SeGA: Preference-Aware Self-Contrastive Learning with Prompts for
Anomalous User Detection on Twitter
- URL: http://arxiv.org/abs/2312.11553v1
- Date: Sun, 17 Dec 2023 05:35:28 GMT
- Title: SeGA: Preference-Aware Self-Contrastive Learning with Prompts for
Anomalous User Detection on Twitter
- Authors: Ying-Ying Chang, Wei-Yao Wang, Wen-Chih Peng
- Abstract summary: We propose SeGA, preference-aware self-contrastive learning for anomalous user detection.
SeGA uses large language models to summarize user preferences via posts.

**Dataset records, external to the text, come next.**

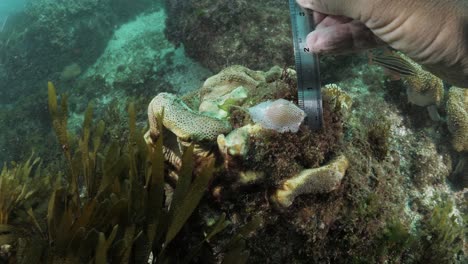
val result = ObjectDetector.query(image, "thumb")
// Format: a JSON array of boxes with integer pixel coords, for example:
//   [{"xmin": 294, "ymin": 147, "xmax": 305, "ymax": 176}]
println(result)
[{"xmin": 296, "ymin": 0, "xmax": 370, "ymax": 19}]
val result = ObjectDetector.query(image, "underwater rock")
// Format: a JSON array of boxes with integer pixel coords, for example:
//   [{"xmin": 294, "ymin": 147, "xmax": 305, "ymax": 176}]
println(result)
[
  {"xmin": 164, "ymin": 0, "xmax": 294, "ymax": 72},
  {"xmin": 249, "ymin": 98, "xmax": 306, "ymax": 133},
  {"xmin": 447, "ymin": 87, "xmax": 468, "ymax": 152},
  {"xmin": 217, "ymin": 124, "xmax": 262, "ymax": 157},
  {"xmin": 198, "ymin": 86, "xmax": 248, "ymax": 119},
  {"xmin": 145, "ymin": 93, "xmax": 232, "ymax": 142},
  {"xmin": 199, "ymin": 65, "xmax": 265, "ymax": 101},
  {"xmin": 322, "ymin": 84, "xmax": 353, "ymax": 117},
  {"xmin": 272, "ymin": 155, "xmax": 349, "ymax": 207},
  {"xmin": 60, "ymin": 63, "xmax": 81, "ymax": 81}
]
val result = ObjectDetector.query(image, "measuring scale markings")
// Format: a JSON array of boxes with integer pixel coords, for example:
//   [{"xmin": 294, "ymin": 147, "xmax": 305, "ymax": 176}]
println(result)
[{"xmin": 289, "ymin": 0, "xmax": 323, "ymax": 130}]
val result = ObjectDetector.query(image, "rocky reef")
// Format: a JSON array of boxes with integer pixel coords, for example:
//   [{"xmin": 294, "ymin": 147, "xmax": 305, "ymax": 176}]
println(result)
[{"xmin": 146, "ymin": 63, "xmax": 466, "ymax": 263}]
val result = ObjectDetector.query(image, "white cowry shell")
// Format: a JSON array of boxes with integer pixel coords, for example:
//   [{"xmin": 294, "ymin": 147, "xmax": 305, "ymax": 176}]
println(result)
[{"xmin": 249, "ymin": 99, "xmax": 306, "ymax": 133}]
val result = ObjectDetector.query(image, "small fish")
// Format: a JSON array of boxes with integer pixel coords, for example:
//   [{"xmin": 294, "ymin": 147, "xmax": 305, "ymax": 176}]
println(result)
[
  {"xmin": 370, "ymin": 51, "xmax": 418, "ymax": 76},
  {"xmin": 369, "ymin": 52, "xmax": 444, "ymax": 110}
]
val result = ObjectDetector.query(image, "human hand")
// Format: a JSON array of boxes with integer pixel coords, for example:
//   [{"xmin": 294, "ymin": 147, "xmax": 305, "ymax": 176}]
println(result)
[{"xmin": 297, "ymin": 0, "xmax": 468, "ymax": 87}]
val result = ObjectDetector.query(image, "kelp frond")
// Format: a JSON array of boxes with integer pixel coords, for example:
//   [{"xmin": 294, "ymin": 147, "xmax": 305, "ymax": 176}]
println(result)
[{"xmin": 0, "ymin": 83, "xmax": 227, "ymax": 263}]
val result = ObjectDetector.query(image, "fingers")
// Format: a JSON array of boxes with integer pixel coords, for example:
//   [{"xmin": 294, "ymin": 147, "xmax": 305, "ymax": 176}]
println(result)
[
  {"xmin": 296, "ymin": 0, "xmax": 366, "ymax": 19},
  {"xmin": 307, "ymin": 19, "xmax": 385, "ymax": 54}
]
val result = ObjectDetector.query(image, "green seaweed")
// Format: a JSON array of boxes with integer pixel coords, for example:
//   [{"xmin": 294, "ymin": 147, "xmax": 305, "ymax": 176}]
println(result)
[{"xmin": 0, "ymin": 83, "xmax": 244, "ymax": 263}]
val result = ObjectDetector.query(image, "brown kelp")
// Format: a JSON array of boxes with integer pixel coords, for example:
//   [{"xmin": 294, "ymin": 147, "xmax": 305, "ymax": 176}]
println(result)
[{"xmin": 0, "ymin": 83, "xmax": 250, "ymax": 264}]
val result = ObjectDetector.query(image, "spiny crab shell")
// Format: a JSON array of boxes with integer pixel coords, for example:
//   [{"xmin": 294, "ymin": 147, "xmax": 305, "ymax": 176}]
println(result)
[{"xmin": 145, "ymin": 66, "xmax": 351, "ymax": 207}]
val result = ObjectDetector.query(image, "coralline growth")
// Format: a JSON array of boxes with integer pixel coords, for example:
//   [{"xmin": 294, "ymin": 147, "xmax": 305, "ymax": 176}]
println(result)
[{"xmin": 447, "ymin": 87, "xmax": 468, "ymax": 152}]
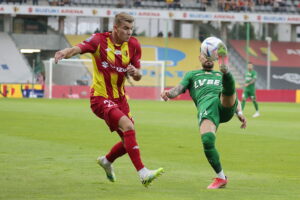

We empirically validate the effectiveness of the model design and pre-training strategies.
- Score: 14.483830120541894
- License: http://creativecommons.org/licenses/by/4.0/
- Abstract: In the dynamic and rapidly evolving world of social media, detecting
anomalous users has become a crucial task to address malicious activities such
as misinformation and cyberbullying. As the increasing number of anomalous
users improves the ability to mimic normal users and evade detection, existing
methods only focusing on bot detection are ineffective in terms of capturing
subtle distinctions between users. To address these challenges, we proposed
SeGA, preference-aware self-contrastive learning for anomalous user detection,
which leverages heterogeneous entities and their relations in the Twittersphere
to detect anomalous users with different malicious strategies. SeGA utilizes
the knowledge of large language models to summarize user preferences via posts.
In addition, integrating user preferences with prompts as pseudo-labels for
preference-aware self-contrastive learning enables the model to learn
multifaceted aspects for describing the behaviors of users. Extensive
experiments on the proposed TwBNT benchmark demonstrate that SeGA significantly
outperforms the state-of-the-art methods (+3.5\% ~ 27.6\%) and empirically
validate the effectiveness of the model design and pre-training strategies. Our
code and data are publicly available at https://github.com/ying0409/SeGA.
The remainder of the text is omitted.